Dall’esterno, gli anni successivi sembrarono ordinari.
Erano tutt’altro.
Ho coperto l’affitto, le utenze, la spesa, la benzina, le spese per gli esami e qualsiasi retta universitaria che il suo aiuto finanziario non fosse in grado di coprire.
Dopo il crollo della sua famiglia, Nathan aveva diritto a un aiuto di emergenza basato sul bisogno, ma la documentazione era stata presentata quando la sua vita era ancora nel caos.
In seguito, dopo il nostro matrimonio, il mio reddito gli ha permesso di continuare gli studi, mentre un vecchio fondo di famiglia per l’istruzione è rimasto vincolato a suo nome.
Sulla carta, l’accordo sembrava contraddittorio.
In realtà, era semplicemente il nostro modo di sopravvivere.
Ogni esame che superava mi sembrava una vittoria condivisa. Ogni tirocinio che completava mi sembrava la prova che non avevo distrutto il mio futuro per niente. Continuavo a ripetermi che un giorno sarei tornata a scuola.

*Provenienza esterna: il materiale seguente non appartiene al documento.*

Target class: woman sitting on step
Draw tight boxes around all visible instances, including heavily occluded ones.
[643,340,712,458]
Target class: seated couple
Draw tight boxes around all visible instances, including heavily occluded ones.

Per i primi due anni, ho conservato i libri di testo perché buttarli via avrebbe reso la perdita definitiva.
Alla fine, li ho riposti in un armadio.
Poi ho smesso di aprire quella porta.
Quando Nathan ottenne un posto in un prestigioso programma di specializzazione in medicina interna, mi sollevò in cucina e mi fece girare finché non andai a sbattere contro la sua spalla e scoppiai a ridere.
“Ce l’abbiamo fatta”, disse.
Mi sorrise appoggiando la testa sulla mia spalla. “No. L’abbiamo fatto.”
Al momento della laurea, avevo creato interi rituali privati attorno a quella parola.
Noi.
Ci siamo riusciti.
Abbiamo resistito.
Avevamo finalmente raggiunto la vita che avevo rimandato per anni.
Ma durante l’ultimo mese prima della laurea, Nathan iniziò a cambiare.
La differenza era talmente sottile che nessun altro se ne accorse.
L’ho fatto.
Ha iniziato a uscire per rispondere alle chiamate.
Chiudeva il portatile ogni volta che entravo nella stanza.
Una volta, ho notato una cartella nella sua borsa con il mio nome stampato sull’etichetta.
“Cos’è?” chiesi.
Ha chiuso la cerniera del sacchetto troppo in fretta.
“Solo scartoffie”, disse. “Non devi preoccuparti di nulla.”
Desideravo ardentemente credere che gli anni difficili fossero finiti, quindi ho scelto di credergli.
Alla cerimonia di laurea, piangevo già prima che finisse. Ho visto Nathan attraversare il palco e ho pensato: eccolo. L’uomo attorno al quale ho costruito tutta la mia vita.
In seguito, lo trovai vicino al bordo del prato, ancora vestito con la toga della laurea, con la sua famiglia in piedi a pochi metri di distanza.
Sua madre non mi degnava di uno sguardo.
Nemmeno quando sorridevo.
Questo avrebbe dovuto farmi capire che sapeva già che stavo per essere cancellato dalla scena.
Nathan si avvicinò e mi porse una grande busta.
Ho riso tra le lacrime.
Rimase in silenzio.
L’ho aperto.
Documenti di divorzio.
Per diversi secondi, le parole non significarono nulla. Le fissai, aspettando che le pagine si riorganizzassero in qualcosa di comprensibile.
Il volto di Nathan era privo di emozioni. Sembrava colpevole, quasi attonito per la crudeltà di ciò che aveva scelto di farmi.